The Hempfield School District recognizes that the definition of literacy guides the way reading is taught across all grade levels and within all content areas. We believe reading is a complex, interactive process, using basic skills and advanced thinking strategies to make meaning, and that becoming a competent, independent reader is a developmental process involving the social, personal, cognitive and knowledge-building dimensions of learning. We believe reading and writing are reciprocal processes.
The Hempfield School District’s literacy program focuses on evidence-based best practices within a comprehensive framework of instruction. At the elementary level that framework includes the “five pillars” identified by the National Reading Panel (2000): phonemic awareness, phonics, fluency, vocabulary and comprehension. Although basic skills are essential components of literacy, reasoning and critical thinking are also of great importance. In addition to systematic skills instruction, we place an emphasis on teaching for meaning that includes attention to motivation, composition, oral language, and critical thinking.

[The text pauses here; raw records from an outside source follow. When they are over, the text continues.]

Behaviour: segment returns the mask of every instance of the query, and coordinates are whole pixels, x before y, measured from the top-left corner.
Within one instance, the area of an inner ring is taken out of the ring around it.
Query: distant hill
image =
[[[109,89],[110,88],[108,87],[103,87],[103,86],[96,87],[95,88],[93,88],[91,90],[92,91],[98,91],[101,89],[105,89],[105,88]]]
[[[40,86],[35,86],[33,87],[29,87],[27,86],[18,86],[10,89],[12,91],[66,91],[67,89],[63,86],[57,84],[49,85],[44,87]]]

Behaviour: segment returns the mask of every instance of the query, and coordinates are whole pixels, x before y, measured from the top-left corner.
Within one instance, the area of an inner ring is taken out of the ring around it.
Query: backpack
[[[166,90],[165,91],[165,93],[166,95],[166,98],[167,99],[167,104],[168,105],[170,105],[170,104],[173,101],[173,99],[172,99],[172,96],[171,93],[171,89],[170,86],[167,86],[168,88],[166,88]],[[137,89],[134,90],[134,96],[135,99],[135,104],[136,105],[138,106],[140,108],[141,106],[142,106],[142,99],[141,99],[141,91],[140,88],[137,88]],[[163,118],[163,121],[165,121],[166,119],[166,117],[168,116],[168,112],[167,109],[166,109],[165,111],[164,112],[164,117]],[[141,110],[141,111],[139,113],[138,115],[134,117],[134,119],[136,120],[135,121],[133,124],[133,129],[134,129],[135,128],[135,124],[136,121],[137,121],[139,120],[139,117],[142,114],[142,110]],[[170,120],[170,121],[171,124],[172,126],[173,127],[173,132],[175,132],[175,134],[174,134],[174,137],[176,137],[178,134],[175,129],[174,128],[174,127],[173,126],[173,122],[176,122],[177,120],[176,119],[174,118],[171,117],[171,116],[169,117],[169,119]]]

At the secondary level that framework includes the Fifteen Elements of Effective Adolescent Programs identified by the Alliance for Excellent Education in the Reading Next document (2004). The fifteen elements are: explicit direct comprehension instruction, effective instructional principles embedded in content, motivation and self-directed learning, text-based collaborative learning, strategic tutoring, diverse texts, intensive writing, a technology component, ongoing formative assessments, extended time for literacy, professional development, ongoing summative assessment, teacher teams, leadership, and a comprehensive and coordinated literacy program.
The goal of the Hempfield School District reading program is to ensure that all students reach their literacy potential in order to meet the demands of our 21st Century society. All Hempfield students should be able to read and write in different genres and for a variety of purposes and audiences. They should be active, strategic, and independent users of print, spoken language, and electronic text.